Superintendents responding to a Gallup poll say that it is challenging to prepare students to be engaged citizens, and shared other attitudes regarding student engagement and testing.

Some researchers think that the students potential desire to start organizing and become activists stems from the Parkland shooting and the protests around issues of school gun violence. How will educators respond to this newfound inspiration?

Read about some lessons for adults during the youth-led movements.


Three-quarters of district superintendents say preparing students to be engaged citizens is a challenge for schools. This is a huge jump over past years. In fact, the number of superintendents concerned about this rose by 24 points — from 50 percent to 74 percent — in just one year, according to an annual Gallup poll of nearly 2,000 U.S. district leaders.

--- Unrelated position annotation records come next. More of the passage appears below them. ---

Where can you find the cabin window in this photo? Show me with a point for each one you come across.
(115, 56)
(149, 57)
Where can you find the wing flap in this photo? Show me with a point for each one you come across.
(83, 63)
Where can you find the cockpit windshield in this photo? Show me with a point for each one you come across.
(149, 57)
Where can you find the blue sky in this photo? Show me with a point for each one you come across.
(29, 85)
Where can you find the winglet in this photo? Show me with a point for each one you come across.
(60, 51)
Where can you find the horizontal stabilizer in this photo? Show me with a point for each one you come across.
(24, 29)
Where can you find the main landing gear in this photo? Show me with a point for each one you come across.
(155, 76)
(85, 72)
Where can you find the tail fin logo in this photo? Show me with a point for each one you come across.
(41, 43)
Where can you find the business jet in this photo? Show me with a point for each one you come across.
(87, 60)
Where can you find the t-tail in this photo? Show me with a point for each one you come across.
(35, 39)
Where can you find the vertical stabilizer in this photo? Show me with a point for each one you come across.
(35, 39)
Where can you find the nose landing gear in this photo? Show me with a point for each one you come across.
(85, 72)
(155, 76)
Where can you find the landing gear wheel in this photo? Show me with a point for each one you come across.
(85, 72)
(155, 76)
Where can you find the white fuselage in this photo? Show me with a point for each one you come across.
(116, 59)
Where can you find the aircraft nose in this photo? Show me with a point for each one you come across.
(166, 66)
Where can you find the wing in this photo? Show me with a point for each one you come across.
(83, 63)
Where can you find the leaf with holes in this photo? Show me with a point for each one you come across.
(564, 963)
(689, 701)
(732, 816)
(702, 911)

Tim Hodges, director of research at Gallup Education, said the reason might be the nation’s heated political climate combined with the wave of student activism that followed the school shooting in Parkland, Florida, in February. In the months after the shooting, thousands of students across the nation walked out of their classrooms to protest gun violence.

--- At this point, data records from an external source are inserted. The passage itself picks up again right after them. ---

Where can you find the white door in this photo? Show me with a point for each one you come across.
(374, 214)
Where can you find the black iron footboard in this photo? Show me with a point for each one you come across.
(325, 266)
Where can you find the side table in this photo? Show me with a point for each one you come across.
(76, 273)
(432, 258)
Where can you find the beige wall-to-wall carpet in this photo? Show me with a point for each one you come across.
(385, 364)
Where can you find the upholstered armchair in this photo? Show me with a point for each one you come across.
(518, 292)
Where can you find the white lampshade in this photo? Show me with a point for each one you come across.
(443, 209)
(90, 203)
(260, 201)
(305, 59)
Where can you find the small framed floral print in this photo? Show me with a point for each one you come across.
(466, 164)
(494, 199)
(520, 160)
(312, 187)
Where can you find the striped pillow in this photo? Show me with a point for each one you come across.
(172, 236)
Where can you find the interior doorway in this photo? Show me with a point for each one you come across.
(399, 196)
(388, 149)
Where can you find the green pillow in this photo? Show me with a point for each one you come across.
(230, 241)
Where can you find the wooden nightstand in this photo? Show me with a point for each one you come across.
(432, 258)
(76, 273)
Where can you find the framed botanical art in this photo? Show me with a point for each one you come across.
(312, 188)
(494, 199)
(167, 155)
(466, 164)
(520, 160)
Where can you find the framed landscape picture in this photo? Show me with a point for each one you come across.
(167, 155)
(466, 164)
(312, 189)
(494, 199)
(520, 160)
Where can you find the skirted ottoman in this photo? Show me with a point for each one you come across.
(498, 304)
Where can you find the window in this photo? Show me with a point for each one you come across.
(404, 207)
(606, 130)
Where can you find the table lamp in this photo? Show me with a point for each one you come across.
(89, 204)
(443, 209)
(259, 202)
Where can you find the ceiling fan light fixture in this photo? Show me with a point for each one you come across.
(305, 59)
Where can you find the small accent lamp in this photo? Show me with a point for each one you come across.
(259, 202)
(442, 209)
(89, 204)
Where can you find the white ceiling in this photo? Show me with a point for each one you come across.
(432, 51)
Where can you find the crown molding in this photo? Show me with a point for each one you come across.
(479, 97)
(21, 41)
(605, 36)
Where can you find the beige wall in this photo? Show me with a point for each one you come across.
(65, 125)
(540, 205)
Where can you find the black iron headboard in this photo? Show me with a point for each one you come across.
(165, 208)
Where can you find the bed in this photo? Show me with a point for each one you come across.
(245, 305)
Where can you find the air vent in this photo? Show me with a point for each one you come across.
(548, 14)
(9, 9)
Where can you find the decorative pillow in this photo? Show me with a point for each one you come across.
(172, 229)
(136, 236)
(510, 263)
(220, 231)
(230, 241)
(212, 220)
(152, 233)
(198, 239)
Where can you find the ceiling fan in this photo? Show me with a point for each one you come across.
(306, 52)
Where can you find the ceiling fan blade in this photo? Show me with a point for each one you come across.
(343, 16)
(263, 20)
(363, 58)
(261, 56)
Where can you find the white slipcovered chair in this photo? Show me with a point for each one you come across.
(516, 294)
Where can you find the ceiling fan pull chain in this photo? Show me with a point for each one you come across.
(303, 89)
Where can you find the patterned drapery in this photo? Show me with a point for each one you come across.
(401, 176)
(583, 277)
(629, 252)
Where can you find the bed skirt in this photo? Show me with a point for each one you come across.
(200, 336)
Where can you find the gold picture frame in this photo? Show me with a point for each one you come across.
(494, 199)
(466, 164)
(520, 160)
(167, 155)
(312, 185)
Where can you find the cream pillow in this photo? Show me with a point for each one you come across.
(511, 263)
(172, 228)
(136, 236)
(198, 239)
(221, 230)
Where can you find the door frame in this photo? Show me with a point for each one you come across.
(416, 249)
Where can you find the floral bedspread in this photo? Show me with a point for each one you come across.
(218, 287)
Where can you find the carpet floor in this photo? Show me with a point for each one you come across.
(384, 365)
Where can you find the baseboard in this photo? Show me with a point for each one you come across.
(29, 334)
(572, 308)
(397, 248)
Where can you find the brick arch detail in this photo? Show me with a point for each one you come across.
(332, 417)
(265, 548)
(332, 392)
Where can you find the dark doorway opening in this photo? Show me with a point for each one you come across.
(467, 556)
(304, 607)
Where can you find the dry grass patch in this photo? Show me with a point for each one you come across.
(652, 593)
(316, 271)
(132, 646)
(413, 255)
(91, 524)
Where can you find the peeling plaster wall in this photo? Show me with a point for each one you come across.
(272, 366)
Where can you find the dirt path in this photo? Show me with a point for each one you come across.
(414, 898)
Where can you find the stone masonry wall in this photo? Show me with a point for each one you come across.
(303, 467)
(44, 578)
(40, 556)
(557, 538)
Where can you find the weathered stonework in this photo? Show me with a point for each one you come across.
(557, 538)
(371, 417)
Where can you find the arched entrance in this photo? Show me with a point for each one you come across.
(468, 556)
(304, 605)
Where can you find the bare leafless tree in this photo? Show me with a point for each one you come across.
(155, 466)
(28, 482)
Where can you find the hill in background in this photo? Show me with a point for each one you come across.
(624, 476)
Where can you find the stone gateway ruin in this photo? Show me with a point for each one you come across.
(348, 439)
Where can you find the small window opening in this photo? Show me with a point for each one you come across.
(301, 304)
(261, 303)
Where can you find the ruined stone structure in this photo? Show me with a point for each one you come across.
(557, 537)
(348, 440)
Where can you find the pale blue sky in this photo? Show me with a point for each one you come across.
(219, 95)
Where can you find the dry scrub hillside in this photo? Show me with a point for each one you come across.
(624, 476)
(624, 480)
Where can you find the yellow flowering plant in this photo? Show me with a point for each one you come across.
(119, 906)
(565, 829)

This finding is one of several from Gallup showing that superintendents continue to be most concerned about educating the whole child, and less concerned with the outcome of standardized test scores.

Since Gallup began polling district leaders in 2013, superintendents have never placed standardized testing at the top of the list. But even so, fewer are ranking it as very or somewhat important, and more are saying it’s not very or not at all important — from 2016 to 2018, these numbers saw a 10-point drop in importance and 10-point increase in non importance.

Student engagement continues to be a problem as children progress through school. In a separate survey, Gallup found that 74 percent of fifth-graders say they are engaged, while only 34 percent of 12th-graders say so. This finding comes from a student survey service that schools can opt into, and while it’s not nationally representative, it does include responses from 3,000 public and private schools in the U.S.